Rombak Aturan Konservatif, Butuh Peran Generasi Muda
Menuju Negara Normal, Jepang Menginter pretasi Ulang Konstitusi (2-Habis)
PERDANA Menteri (PM) Jepang Shinzo Abe memaparkan generasi ideal. Referensinya adalah masyarakat Jepang sebelum Perang Dunia II. Yakni, Jepang yang konservatif. Tapi, masyarakat modern menolaknya. Itu pemaparan Mie Oba PhD, pengamat politik dari Jepang, setelah memberikan kuliah umum di Universitas Airlangga (Unair), Surabaya, Kamis (22/3)
Seberapa konservatifkah partai pemerintah dalam pandangan Anda?
Sangat konservatif. Kalau boleh, saya lebih suka menyebutnya ultrakonservatif. Pandangan mereka tentang pernikahan, misalnya. Seorang perempuan yang sudah menikah harus mengubah nama keluarganya menjadi sama dengan nama keluarga suaminya. Itu konyol. Tapi, bagi pemerintah, seperti itulah yang benar.
Pemerintah memegang teguh prinsip bahwa satu nama keluarga dalam rumah tangga adalah simbol kerukunan. Penyatuan nama keluarga itu menjadi lambang keutuhan rumah tangga. Sebaliknya, dua nama keluarga dalam sebuah rumah tangga hanya akan mendatangkan perpecahan. Paham yang tidak masuk akal. Hahaha.
Oh ya. LDP (Liberal Democratic Party, partai berkuasa, Red) juga cenderung mendorong kaum perempuan untuk menikah dengan pria Jepang. Dengan demikian, nama keluarga mereka tetaplah Jepang. Imbauan yang menurut saya sangatlah kolot.
Bagaimana tanggapan masya- rakat Jepang?
Tentu saja, lebih banyak yang tidak sepakat. Itu aturan yang old-fashioned (kuno). Ketinggalan zaman. Tapi, karena LDP menguasai pemerintahan, aturan itu tetap berlaku.
Apa lagi masalah sosialnya? Aging society. Generasi lanjut usia yang jumlahnya jauh lebih besar ketimbang generasi muda. Dalam bidang politik, mereka menjadi suara mayoritas. Mereka pula yang membuat LDP dan paham ultra konservatif nya bertahan.
Sayang, generasi muda Jepang terlalu cuek. Mereka cenderung mengabaikan fenomena seperti ini. Mereka tidak peduli saat politik Jepang menjadi milik generasi lanjut usia. Mereka juga tidak peduli saat suara mereka tidak didengarkan atau kebutuhan mereka tidak disediakan.

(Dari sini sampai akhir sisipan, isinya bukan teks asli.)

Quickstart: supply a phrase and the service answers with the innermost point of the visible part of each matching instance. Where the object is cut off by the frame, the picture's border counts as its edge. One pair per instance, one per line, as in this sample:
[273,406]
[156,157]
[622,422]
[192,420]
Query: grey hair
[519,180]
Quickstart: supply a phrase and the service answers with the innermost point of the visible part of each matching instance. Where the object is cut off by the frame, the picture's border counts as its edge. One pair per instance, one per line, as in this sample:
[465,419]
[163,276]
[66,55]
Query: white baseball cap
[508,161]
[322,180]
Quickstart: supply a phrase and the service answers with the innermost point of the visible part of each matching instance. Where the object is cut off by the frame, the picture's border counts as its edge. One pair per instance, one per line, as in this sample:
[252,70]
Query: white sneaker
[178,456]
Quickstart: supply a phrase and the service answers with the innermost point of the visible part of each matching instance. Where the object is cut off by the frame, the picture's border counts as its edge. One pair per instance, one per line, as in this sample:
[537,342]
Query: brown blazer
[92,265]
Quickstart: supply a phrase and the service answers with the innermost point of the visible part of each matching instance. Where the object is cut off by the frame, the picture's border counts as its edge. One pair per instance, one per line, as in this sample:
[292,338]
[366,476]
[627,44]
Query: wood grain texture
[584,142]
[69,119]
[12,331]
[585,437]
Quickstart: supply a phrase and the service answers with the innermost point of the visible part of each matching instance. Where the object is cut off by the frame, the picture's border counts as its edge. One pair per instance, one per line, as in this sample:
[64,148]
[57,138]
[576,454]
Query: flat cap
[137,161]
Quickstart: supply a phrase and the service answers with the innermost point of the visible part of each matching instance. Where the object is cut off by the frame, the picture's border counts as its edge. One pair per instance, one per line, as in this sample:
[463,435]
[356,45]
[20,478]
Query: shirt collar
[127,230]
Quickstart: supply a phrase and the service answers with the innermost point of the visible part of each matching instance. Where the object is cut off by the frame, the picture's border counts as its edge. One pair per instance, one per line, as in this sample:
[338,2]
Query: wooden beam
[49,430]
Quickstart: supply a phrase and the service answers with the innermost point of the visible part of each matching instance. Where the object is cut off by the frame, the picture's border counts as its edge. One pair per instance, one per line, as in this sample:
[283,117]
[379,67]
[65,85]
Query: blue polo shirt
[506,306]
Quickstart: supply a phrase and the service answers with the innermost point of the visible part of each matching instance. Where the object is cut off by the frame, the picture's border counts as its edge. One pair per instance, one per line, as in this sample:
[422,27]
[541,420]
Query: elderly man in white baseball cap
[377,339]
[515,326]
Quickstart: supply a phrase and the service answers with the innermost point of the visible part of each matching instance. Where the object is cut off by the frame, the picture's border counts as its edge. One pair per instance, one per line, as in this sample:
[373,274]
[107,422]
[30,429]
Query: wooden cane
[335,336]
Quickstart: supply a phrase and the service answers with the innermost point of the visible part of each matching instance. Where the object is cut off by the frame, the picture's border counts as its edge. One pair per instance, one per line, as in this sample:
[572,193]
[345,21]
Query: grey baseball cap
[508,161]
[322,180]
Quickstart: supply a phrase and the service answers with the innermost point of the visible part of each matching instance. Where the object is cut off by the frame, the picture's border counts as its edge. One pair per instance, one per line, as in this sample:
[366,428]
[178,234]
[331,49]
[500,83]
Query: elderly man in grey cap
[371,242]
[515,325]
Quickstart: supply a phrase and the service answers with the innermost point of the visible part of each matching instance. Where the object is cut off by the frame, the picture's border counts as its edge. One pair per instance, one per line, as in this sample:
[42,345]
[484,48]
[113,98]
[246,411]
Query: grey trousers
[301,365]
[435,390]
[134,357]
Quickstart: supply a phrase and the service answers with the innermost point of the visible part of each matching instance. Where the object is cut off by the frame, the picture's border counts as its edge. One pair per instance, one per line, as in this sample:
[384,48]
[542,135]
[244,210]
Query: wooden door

Pekan lalu Jepang mengumumkan rencana untuk memajukan batas usia warga dewasa sebanyak dua tahun. Dari 20 tahun menjadi 18 tahun. Apakah itu juga ada kaitannya dengan politik?
Pastinya ada. Saya termasuk yang mendukung usul tersebut. Dengan memudakan usia warga dewasa, suara generasi muda otomatis akan bertambah. Itu bagus untuk mengimbangi suara generasi lanjut usia yang selama ini selalu dominan. Jika jumlah warga dewasa bertambah karena ada lebih banyak anak muda yang masuk kategori tersebut, kepentingan politik Jepang pun akan menjadi lebih muda. Sebagai pengamat politik, saya menyambut baik peluang itu. Yakni, peluang untuk mengikis paham ultrakonservatif.